Of Ludivine Sagnier's performance in the new howler "Love Crime," let me just say that I have not been so moved by an actress since Pia Zadora in "Butterfly." As a senior executive in the Paris office of an "ago-business" firm, Sagnier looks like a thirteen-year-old girl playing dress-up. Some of the dialogue from the business-world scenes has to be heard to be believed: "I speak for all of us," one male colleague tells Sagnier, "when I say you are the perfect woman."
The plot - such as it is - posits Sagnier as an up-and-coming underling to an ice-queen vice president (Kristin Scott Thomas, typecast) who showers her with affection and gifts in private but doesn't blanche at humiliating her in meetings or taking credit for her work and ideas when talking to the guys from headquarters. Playing a snarky, insinuating bitch, KST shows a rare lightness of touch and provides the movie's few intentional laughs - but not its only ones.
"Grab your chance," KST advises Sagnier, when explaining why she co-opted the latter's research study. "Want it, and will it." Inevitably, Sagnier applies KST's counsel against her, stealing first her boyfriend, then a plum assignment that threatens KST's sought-after transfer to New York. Eventually, one of the leads is murdered, and the other implicated in her death. A late plot twist involving Sagnier's trusty male secretary will come as a stunning surprise to those who were sure Ivan Drago would defeat Rocky Balboa.

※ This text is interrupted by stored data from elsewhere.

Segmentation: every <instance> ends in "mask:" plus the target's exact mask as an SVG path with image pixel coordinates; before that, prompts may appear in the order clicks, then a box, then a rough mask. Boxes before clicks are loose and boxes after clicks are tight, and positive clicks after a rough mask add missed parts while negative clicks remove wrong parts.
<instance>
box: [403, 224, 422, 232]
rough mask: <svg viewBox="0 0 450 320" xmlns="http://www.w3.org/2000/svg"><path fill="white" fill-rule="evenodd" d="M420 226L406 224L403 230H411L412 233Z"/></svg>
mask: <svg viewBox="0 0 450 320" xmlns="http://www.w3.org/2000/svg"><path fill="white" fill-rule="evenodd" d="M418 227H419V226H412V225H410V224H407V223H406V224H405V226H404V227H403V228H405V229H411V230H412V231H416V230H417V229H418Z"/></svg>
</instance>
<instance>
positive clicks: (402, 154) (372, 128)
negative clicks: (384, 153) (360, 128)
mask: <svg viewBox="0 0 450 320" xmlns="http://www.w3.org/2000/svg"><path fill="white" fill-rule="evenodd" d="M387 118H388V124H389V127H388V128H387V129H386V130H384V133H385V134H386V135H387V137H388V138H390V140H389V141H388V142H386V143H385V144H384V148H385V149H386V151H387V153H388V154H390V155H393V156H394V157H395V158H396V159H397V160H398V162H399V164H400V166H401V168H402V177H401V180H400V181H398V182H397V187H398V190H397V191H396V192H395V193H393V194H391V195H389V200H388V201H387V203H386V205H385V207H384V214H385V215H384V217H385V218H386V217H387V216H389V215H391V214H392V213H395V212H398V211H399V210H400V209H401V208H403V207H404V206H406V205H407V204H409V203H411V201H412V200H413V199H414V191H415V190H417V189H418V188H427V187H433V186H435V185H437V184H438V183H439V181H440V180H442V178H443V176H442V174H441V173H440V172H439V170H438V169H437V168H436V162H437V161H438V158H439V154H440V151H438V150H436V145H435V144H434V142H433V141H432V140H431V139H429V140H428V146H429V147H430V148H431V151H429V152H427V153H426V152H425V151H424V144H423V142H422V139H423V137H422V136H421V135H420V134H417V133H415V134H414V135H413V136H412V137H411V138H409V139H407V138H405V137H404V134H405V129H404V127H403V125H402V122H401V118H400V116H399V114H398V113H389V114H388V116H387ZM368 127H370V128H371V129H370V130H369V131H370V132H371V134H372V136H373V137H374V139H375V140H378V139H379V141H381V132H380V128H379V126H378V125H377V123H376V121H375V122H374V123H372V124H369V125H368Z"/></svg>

It's the sort of movie where an easy camaraderie washes over the audience. Each of us in turn was the first to laugh at one scene or another, the others joining in. One scene in particular I will not soon forget: KST has stolen the boyfriend back and Sagnier, who'd dressed to fuck, runs crying to her car, then cries even harder and slaps the car when the alarm goes off, then gets in and promptly drives into a pillar in the parking structure. At key moments in the plot, the soundtrack fills with the sound of a piano being tuned. And some punch lines - Sagnier explains she enjoys running on the treadmill because it allows her head to "go blank" - write themselves.
Too often these days, a movie is said to be "so bad, it's good" or given the label "camp." Most bad movies are just so bad, they're bad. "Camp" does not apply to movies that intentionally aim low - self-parodies, say - but to films that earnestly aspire to art, and fail spectacularly. "Love Crime" solemnly views itself in the tradition of Chabrol and Hitchcock, and but for the script, the acting, and the production, it would be. It's the real McCoy - an instant camp classic.